Transit agencies have to know their customers and the retail mix that reflect transit’s diverse ridership. Fine said that one mistake she made in Manhattan was going “too high-end.” She realized after her Columbus Circle station stores opened that in New York, “Everybody rides the subway, everybody takes buses. You have to go high and low.”
#6. Affordable Rents
High rents and security deposits are a major barrier to potential tenants. No one wants a retailer to open up a shop and then go bankrupt a few months later because it was unable to pay its rent. If agencies are not willing to reduce their rents, they can offer a long free-rent period to help retailers get started. The panelists also agreed that rents based on a percentage of sales are an enticing way to attract retailers.
#7. Create Turnkey Spaces
Laura Barr explained that the cost to build out space is an even greater obstacle than the cost of rent. Tenants, she said, “are going to care a lot less about rent if they’re making money.”
Depending upon the location and a retailer’s requirement, build-out costs can include new walls and flooring, as well as upgrading electric lines, plumbing, heating, and air conditioning.

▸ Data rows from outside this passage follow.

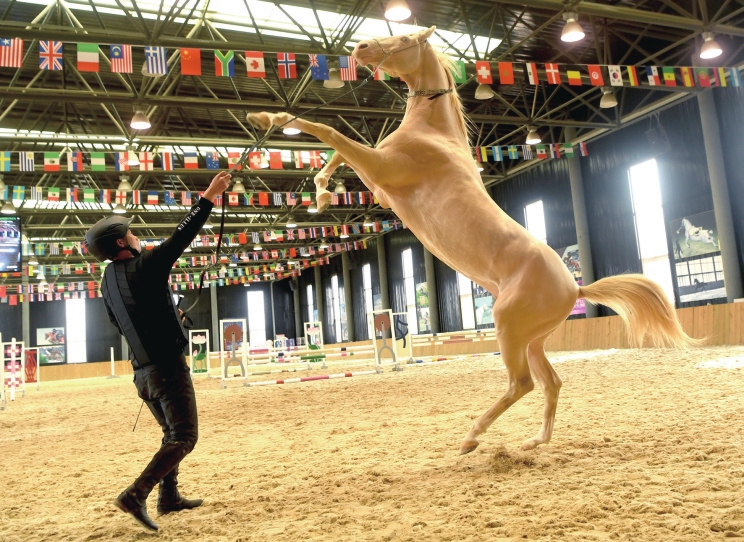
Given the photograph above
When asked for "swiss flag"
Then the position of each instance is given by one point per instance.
(506, 73)
(483, 70)
(553, 74)
(595, 75)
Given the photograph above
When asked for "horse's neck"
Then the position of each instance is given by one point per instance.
(434, 110)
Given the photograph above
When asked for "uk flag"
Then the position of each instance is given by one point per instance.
(50, 55)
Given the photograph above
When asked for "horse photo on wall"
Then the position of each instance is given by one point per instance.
(694, 235)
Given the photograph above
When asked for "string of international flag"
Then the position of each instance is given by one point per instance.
(51, 54)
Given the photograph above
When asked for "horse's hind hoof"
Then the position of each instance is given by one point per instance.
(468, 446)
(259, 120)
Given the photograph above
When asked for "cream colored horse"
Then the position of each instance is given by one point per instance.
(425, 172)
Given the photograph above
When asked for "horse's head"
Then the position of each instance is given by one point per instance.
(399, 55)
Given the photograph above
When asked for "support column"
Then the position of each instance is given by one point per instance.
(347, 296)
(719, 189)
(582, 222)
(382, 272)
(216, 335)
(431, 287)
(319, 299)
(297, 311)
(25, 316)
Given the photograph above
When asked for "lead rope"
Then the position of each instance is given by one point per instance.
(260, 141)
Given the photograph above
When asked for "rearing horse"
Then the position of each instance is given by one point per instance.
(425, 172)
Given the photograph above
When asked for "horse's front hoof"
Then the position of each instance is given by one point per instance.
(468, 446)
(323, 202)
(259, 120)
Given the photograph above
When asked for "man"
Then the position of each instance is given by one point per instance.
(140, 304)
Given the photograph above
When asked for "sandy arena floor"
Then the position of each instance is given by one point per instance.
(647, 446)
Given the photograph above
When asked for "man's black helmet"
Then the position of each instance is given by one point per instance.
(101, 238)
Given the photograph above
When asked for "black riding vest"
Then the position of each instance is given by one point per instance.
(139, 300)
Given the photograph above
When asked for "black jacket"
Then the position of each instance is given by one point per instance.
(139, 299)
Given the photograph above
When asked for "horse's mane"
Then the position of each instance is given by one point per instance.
(463, 121)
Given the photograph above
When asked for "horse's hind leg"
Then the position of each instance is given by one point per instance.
(514, 356)
(551, 386)
(322, 195)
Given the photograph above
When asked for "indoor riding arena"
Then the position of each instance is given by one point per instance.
(375, 271)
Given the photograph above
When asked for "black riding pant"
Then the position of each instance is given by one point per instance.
(169, 394)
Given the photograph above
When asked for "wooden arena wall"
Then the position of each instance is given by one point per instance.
(721, 324)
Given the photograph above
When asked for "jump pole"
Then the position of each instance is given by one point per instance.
(113, 366)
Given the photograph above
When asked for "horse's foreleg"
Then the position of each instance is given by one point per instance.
(514, 355)
(551, 386)
(322, 194)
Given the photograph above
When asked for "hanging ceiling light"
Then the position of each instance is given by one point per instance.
(397, 10)
(334, 79)
(132, 159)
(533, 138)
(484, 92)
(124, 185)
(572, 31)
(608, 99)
(140, 121)
(8, 208)
(238, 187)
(710, 48)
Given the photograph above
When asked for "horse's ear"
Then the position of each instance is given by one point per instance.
(424, 34)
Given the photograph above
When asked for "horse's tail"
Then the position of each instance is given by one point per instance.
(643, 306)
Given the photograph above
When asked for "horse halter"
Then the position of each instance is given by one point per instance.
(432, 93)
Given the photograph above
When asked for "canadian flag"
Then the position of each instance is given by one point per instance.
(483, 70)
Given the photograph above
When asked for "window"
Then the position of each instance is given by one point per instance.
(369, 305)
(649, 220)
(310, 304)
(256, 318)
(410, 289)
(465, 286)
(339, 318)
(75, 332)
(534, 219)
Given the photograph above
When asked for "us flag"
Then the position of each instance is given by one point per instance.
(11, 52)
(121, 58)
(347, 65)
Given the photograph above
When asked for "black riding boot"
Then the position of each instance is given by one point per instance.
(169, 500)
(134, 503)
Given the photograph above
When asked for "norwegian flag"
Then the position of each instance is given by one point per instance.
(121, 58)
(347, 68)
(50, 55)
(233, 160)
(315, 161)
(287, 65)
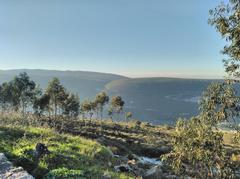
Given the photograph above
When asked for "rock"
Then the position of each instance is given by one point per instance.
(154, 173)
(122, 168)
(106, 176)
(132, 157)
(41, 149)
(7, 171)
(153, 152)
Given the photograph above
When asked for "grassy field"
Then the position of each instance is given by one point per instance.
(83, 148)
(70, 156)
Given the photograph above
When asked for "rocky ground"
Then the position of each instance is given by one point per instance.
(8, 171)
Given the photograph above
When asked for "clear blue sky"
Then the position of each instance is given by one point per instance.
(129, 37)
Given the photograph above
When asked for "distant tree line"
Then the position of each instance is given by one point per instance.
(22, 94)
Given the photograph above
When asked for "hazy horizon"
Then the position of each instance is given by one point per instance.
(130, 38)
(140, 76)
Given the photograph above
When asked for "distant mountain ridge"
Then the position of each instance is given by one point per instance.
(158, 100)
(86, 84)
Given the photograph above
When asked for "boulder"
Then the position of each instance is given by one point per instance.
(122, 168)
(41, 150)
(154, 173)
(7, 171)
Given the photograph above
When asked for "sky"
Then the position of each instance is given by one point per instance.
(135, 38)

In addition, every retailer needs to worry about fixtures, equipment, utility connections, and permits.
Besides lacking the financial resources needed to undertake a build-out, many retailers have neither the time nor expertise to manage a construction project. Think about it – you would not expect someone with a talent for embroidering hats to be an expert in selecting ventilation systems.
That is why providing a renovated space for retailers, especially small business owners, can help attract more tenants. The retailer can add their own finishes and features, but it certainly helps to give them a “vanilla box” space, one that has finished walls and ceilings, as well as the basic mechanical systems that are needed.